In addition, some monitoring stations were hosted on UK territory, and it seems this may no longer be working out post-Brexit.
Due to further technical reasons, dishes that are not available have a knock-on effect on reincorporating satellites into the network. The results of uplink station problems can therefore last long after the initial problem was fixed.
Aging satellites need more frequent contact with the ground
Galileo should be flying 24 operational satellites - but it is not, there are 22 that work. This number was only reached by keeping engineering prototypes in production, which is great when it works. Galileo tries real hard to keep 22 satellites operational.
Over time, atomic clocks degrade and can become unruly. The oldest currently functioning Galileo satellite (E11) has such an unruly clock. This is not a problem if corrections are received every 10 minutes, as is the nominal schedule.
Late September 2020, communications broke down and E11 continued to function without feedback, leading its clock to accumulate a 5+ meter equivalent error, twice - but not broadcasting a warning about that.
Galileo satellites are very dependable but also not very autonomous - once out of reach from the ground, for a very long time a satellite will do exactly what it was told. In this case however, E11 should copy a trick from some other Galileo satellites, and learn how to declare itself unreliable (‘working without guarantee’) if it hasn’t heard from the ground recently.
Because as it stands, most Galileo satellites will happily continue broadcasting a healthy status for 24 hours even if they haven’t been in ground contact. For some satellites this is a reasonable configuration - but for others, it is very much not.
How did this happen?
I am not quite sure. Galileo is famously a 10 billion euro project. You’d think there would be enough money to buy and operate 40 moderately sized satellite dishes.

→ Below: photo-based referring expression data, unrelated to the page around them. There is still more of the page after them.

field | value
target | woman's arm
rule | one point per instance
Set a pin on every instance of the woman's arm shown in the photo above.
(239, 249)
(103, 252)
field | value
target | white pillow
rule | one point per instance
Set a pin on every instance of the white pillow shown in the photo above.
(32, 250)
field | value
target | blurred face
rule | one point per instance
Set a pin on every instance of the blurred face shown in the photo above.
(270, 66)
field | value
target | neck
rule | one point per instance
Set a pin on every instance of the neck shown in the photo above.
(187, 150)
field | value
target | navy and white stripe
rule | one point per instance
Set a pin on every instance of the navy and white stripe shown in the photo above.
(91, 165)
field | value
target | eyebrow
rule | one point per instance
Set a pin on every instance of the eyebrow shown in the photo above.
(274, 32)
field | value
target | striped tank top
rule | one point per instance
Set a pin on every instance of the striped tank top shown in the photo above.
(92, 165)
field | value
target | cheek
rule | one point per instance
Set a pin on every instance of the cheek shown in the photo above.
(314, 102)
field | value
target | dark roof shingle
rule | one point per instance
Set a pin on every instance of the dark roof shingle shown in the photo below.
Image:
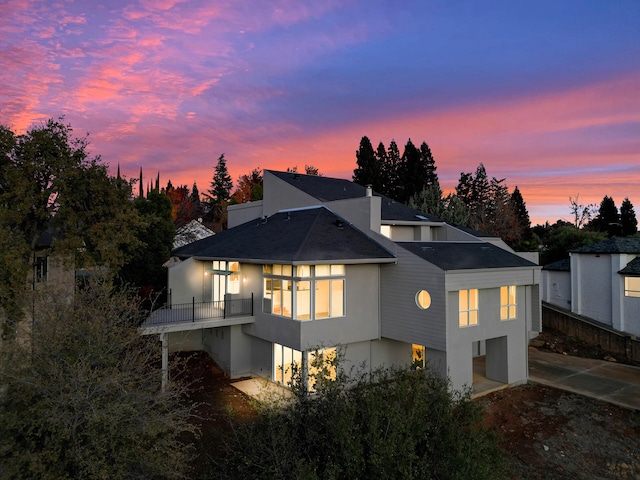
(465, 255)
(303, 235)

Ground stations are expensive, although it is not always immediately clear why. A “Galileo-grade” uplink dish plus steering & other hardware should cost around 150k euros, I am told. I’m sure the Galileo-specific bits will double that, but it is still a doable amount of money compared to the cost of a single satellite (65 million euros, excluding launch).
Much like you can hire a consultant and pay 2500 euros a day, but that consultant actually makes nowhere near that kind of money, it seems plausible that individual Galileo uplink dishes are billed at “millions/year” rate, once you order them over at Thales Alenia Space.

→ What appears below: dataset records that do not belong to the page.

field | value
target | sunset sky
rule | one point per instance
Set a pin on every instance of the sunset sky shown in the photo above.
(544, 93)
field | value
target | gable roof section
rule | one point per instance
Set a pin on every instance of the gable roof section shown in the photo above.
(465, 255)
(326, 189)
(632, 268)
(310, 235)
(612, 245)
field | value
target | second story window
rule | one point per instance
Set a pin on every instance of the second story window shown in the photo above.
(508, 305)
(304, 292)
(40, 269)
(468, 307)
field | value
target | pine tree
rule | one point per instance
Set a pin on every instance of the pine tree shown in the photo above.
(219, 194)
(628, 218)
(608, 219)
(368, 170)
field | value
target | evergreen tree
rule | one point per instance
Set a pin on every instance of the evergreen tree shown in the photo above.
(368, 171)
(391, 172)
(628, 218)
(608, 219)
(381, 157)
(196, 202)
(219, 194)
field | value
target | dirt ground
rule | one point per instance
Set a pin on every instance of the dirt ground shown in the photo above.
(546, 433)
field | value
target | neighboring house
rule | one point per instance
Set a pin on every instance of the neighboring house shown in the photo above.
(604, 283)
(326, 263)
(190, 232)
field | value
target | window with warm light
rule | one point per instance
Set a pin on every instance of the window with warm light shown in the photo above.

It is also entirely possible that the ‘uplink facility’ was tendered in such a way that additional capacity was priced to compensate for lower initial tender prices. This is very common when doing large scale procurement - trading a short term saving for a longer term steeper price.

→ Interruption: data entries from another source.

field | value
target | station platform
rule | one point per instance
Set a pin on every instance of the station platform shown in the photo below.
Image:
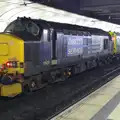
(103, 104)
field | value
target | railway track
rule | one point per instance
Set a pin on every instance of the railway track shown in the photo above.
(51, 100)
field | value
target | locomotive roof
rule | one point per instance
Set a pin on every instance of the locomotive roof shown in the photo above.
(62, 26)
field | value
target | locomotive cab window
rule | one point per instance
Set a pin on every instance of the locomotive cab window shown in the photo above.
(105, 44)
(23, 26)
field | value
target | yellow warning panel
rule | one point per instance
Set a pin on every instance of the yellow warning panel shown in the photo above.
(11, 90)
(3, 49)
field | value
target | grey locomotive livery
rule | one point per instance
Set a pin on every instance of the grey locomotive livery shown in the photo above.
(55, 51)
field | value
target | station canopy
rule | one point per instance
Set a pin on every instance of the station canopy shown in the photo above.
(11, 9)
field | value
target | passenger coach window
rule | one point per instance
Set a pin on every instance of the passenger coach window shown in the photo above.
(105, 43)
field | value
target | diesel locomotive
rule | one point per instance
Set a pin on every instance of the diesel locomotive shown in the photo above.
(34, 53)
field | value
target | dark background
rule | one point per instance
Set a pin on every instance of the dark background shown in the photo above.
(107, 10)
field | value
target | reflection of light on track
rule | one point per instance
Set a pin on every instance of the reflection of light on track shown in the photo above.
(68, 110)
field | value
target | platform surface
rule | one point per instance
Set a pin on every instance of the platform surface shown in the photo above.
(103, 104)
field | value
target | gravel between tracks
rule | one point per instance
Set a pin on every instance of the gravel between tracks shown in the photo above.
(52, 99)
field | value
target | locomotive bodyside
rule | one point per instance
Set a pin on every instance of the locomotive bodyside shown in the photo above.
(51, 52)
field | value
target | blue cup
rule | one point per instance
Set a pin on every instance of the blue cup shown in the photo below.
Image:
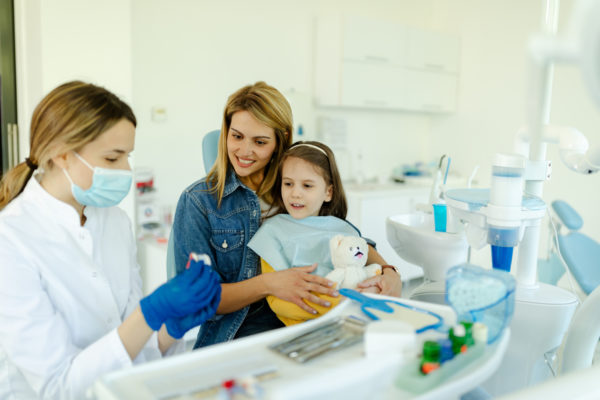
(439, 217)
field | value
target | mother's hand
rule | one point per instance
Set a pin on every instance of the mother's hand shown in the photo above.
(388, 283)
(297, 284)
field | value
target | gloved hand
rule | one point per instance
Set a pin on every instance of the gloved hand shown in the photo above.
(177, 327)
(190, 292)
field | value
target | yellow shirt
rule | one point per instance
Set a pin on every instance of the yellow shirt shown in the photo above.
(291, 314)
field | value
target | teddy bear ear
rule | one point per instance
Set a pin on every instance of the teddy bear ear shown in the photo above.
(335, 241)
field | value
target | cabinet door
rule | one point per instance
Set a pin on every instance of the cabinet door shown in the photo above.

People with time on their hands might be able to figure this out by trawling through the European Union’s tendering site.
It seems that this problem has been around for a very long time, so it likely can’t be solved easily. From what I understand, work is in progress to deliver at least the nominal 20 dishes, and this is very good.
Meanwhile, it might be a stellar idea to copy the ‘Working Without Guarantee’ functionality from the two ’testing’ vehicles to all other Galileo satellites. This would at least enable Galileo to be a “good GNSS citizen” by configuring satellites to mark themselves faulty if they aren’t sure they are doing a good job. There’s always GPS to fall back on!
And for the longer term.. people might start asking questions why the ground segment is so anemic compared to the glorious satellites that fly in space, and why this makes sense.